Four hundred years later, a fully autonomous ship will cross the Atlantic and retrace the route of the original Mayflower – this time with no human captain, or onboard crew.
Not only will the ship commemorate the anniversary of the Mayflower’s famous historical voyage, but also advance technologies that will help transform the future of marine science and waterborne transportation.
The Mayflower Autonomous Ship project is led by marine research organization Promare in collaboration with IBM and other partners.
“Over the past two years, the Mayflower team have been training the ship’s AI models using over a million nautical images collected from cameras in the Plymouth Sound in the UK as well as open source databases,” the IBM team stated in a press release. This month they will test a prototype ‘AI Captain’ that will navigate the Mayflower when it sets sail from Plymouth UK to Plymouth Massachusetts in September this year.
Using IBM Power AC922 systems, comprised of IBM POWER9 CPUs and NVIDIA V100 Tensor Core GPUs, the team trained their system to classify ships, buoys, and other hazards, including land, breakwaters, and debris.
Because the ship will not have access to high-bandwidth cloud services during the voyage, the fully autonomous system will rely on NVIDIA Jetson AGX Xavier for inference at the edge.
“While at sea, the AI Captain will process data locally on NVIDIA Jetson, increasing the speed of decision making and reducing the amount of data flow and storage on the ship,” the IBM team stated.

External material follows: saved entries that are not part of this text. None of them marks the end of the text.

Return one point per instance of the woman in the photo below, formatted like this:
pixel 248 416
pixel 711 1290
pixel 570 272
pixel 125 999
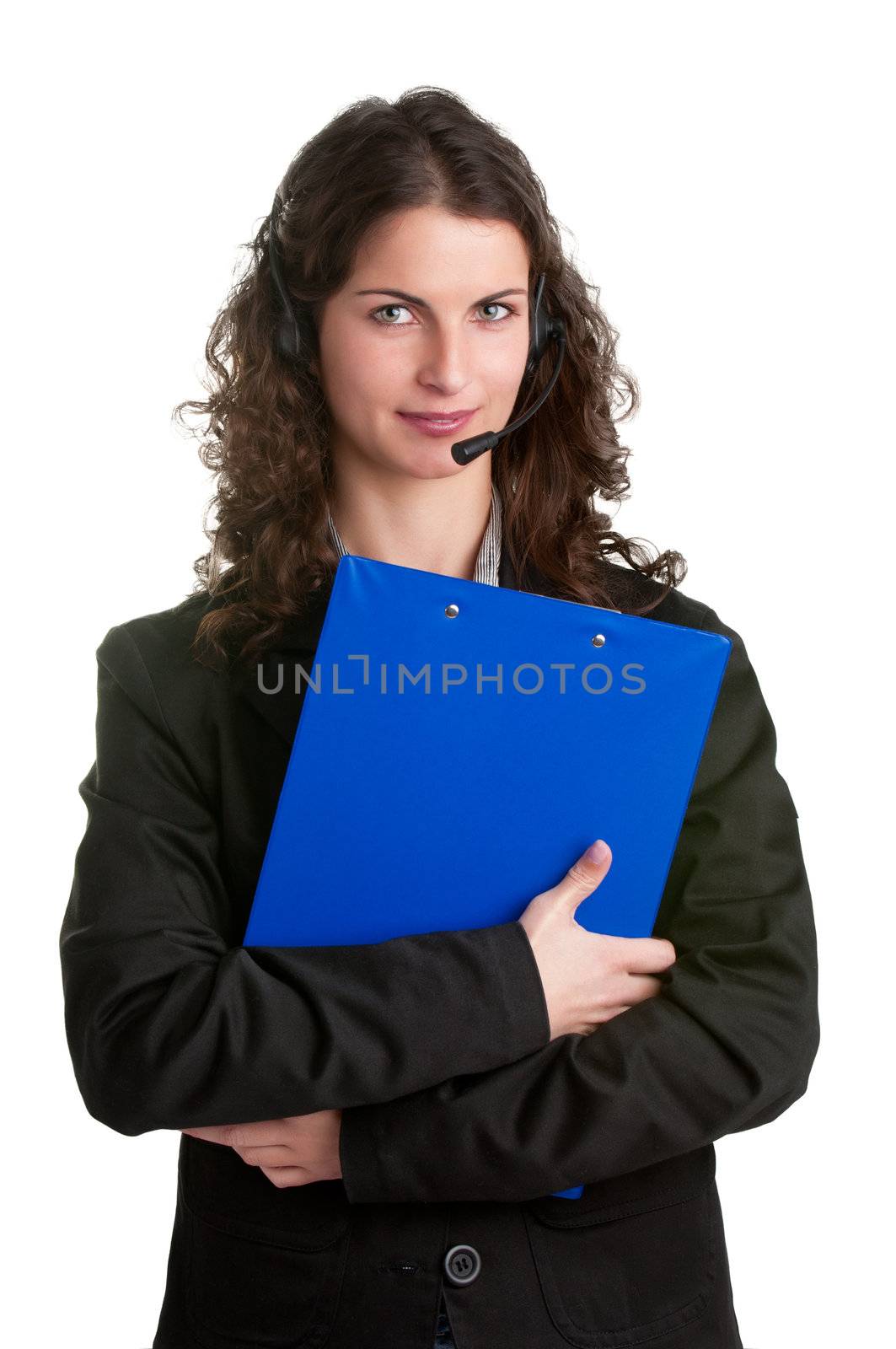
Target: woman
pixel 373 1137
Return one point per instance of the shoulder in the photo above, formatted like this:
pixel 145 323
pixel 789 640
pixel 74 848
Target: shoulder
pixel 152 654
pixel 630 590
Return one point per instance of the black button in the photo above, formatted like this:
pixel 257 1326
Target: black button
pixel 463 1265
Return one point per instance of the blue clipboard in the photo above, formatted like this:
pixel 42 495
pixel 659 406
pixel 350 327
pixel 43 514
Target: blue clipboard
pixel 496 730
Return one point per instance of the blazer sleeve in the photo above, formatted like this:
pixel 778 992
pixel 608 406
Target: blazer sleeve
pixel 725 1045
pixel 169 1029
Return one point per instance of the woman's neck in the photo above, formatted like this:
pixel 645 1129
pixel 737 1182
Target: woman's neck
pixel 433 525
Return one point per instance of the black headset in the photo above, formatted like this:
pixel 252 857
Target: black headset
pixel 545 328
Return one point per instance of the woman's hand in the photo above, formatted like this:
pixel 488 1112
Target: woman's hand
pixel 588 977
pixel 294 1151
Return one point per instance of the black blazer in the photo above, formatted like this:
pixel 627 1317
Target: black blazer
pixel 459 1116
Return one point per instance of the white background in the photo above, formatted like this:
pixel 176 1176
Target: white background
pixel 721 173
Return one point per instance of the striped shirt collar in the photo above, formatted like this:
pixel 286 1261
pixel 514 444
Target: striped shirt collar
pixel 489 559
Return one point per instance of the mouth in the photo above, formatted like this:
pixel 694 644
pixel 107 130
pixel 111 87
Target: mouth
pixel 437 424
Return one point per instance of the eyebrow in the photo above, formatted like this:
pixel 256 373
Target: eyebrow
pixel 422 304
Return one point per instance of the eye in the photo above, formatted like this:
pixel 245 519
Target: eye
pixel 489 304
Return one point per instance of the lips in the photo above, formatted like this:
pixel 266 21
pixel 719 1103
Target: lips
pixel 437 424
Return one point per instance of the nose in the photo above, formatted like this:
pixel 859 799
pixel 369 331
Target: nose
pixel 446 363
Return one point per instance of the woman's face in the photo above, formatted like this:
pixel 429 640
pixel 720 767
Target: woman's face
pixel 447 348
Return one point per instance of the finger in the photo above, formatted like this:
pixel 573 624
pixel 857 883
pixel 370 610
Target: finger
pixel 285 1177
pixel 270 1157
pixel 644 954
pixel 583 876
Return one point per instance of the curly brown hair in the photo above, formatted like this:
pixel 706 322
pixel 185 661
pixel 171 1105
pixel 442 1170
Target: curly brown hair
pixel 266 422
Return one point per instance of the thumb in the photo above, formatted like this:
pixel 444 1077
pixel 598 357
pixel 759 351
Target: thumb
pixel 583 876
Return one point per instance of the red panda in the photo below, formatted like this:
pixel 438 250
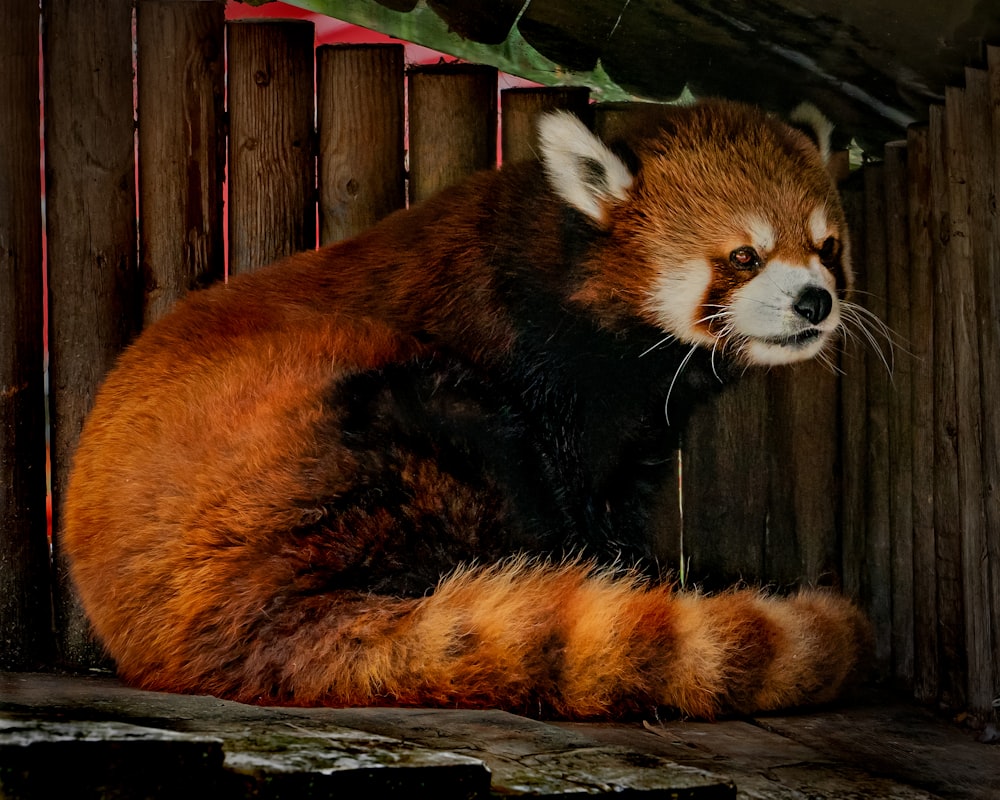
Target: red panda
pixel 408 468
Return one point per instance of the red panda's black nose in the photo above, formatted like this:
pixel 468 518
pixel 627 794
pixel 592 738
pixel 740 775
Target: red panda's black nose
pixel 814 304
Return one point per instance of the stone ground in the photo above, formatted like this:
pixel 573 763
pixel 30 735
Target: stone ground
pixel 92 737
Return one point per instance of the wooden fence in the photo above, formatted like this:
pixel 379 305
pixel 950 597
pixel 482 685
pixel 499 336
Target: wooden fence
pixel 879 483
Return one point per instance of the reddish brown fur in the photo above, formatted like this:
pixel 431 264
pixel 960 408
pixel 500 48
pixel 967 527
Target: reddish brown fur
pixel 191 471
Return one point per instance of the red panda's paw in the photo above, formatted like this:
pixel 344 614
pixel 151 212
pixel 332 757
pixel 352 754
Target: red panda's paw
pixel 778 653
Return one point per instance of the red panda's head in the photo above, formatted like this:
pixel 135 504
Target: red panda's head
pixel 723 228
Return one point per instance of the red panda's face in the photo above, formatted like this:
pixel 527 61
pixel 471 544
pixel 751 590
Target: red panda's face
pixel 729 234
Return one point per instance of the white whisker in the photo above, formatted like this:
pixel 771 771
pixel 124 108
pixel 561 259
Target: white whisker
pixel 684 362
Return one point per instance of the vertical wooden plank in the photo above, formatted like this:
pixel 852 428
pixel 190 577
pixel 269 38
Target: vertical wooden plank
pixel 982 299
pixel 95 302
pixel 993 541
pixel 947 510
pixel 24 569
pixel 854 406
pixel 726 443
pixel 876 571
pixel 900 454
pixel 965 332
pixel 272 209
pixel 519 112
pixel 453 125
pixel 922 250
pixel 362 175
pixel 803 540
pixel 181 86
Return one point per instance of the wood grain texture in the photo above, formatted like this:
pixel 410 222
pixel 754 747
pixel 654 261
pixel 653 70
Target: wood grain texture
pixel 900 407
pixel 24 569
pixel 272 209
pixel 181 87
pixel 519 111
pixel 993 541
pixel 453 125
pixel 727 464
pixel 966 352
pixel 94 284
pixel 922 249
pixel 362 172
pixel 947 516
pixel 853 406
pixel 982 298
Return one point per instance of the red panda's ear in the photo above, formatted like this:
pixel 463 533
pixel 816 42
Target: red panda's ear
pixel 814 124
pixel 582 170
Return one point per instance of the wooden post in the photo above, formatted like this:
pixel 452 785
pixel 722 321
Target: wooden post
pixel 877 565
pixel 947 514
pixel 519 112
pixel 725 533
pixel 854 406
pixel 980 433
pixel 993 541
pixel 362 174
pixel 272 211
pixel 900 406
pixel 803 539
pixel 181 85
pixel 25 612
pixel 453 125
pixel 95 302
pixel 922 248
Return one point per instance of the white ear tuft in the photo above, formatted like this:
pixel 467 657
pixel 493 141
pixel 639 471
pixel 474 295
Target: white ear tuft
pixel 810 118
pixel 581 168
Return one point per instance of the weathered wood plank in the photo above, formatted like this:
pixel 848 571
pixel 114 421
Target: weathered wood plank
pixel 993 541
pixel 528 758
pixel 24 559
pixel 95 290
pixel 900 403
pixel 272 208
pixel 803 538
pixel 947 511
pixel 853 406
pixel 453 125
pixel 983 300
pixel 181 86
pixel 876 566
pixel 921 250
pixel 520 109
pixel 727 444
pixel 362 175
pixel 969 402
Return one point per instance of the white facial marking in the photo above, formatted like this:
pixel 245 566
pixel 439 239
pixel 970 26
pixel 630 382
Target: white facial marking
pixel 819 228
pixel 676 301
pixel 763 315
pixel 761 234
pixel 581 168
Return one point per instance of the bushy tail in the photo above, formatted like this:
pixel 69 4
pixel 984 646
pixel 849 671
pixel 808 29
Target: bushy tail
pixel 564 640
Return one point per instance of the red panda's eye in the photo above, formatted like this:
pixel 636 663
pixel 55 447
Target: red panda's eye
pixel 745 258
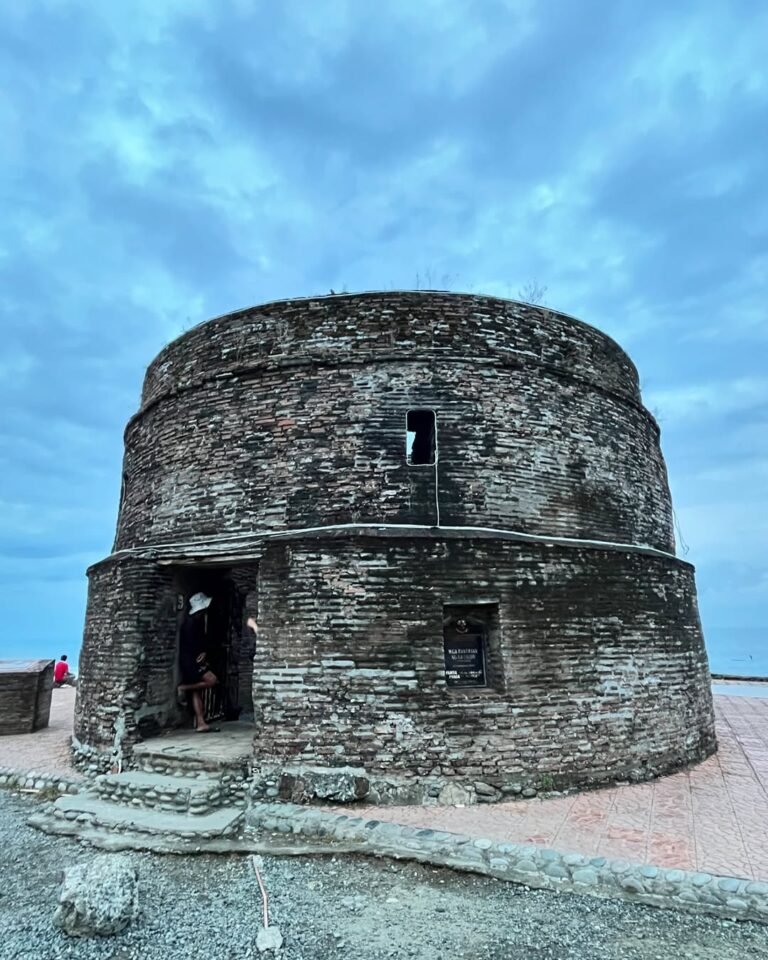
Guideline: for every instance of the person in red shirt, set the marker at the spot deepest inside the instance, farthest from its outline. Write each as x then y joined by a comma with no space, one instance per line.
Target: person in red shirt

The system relies on IBM computer vision technology and NVIDIA Jetson-powered edge systems to circumnavigate ships and other hazards. It also takes into account data from a variety of sensors and tools, including sea-state sensors, cameras, GPS, lidar, sonar, and meteorological models from The Weather Company.
The ship will carry research pods with equipment to sample water for microplastic pollution, study whale and dolphin sounds, as well as map sea levels.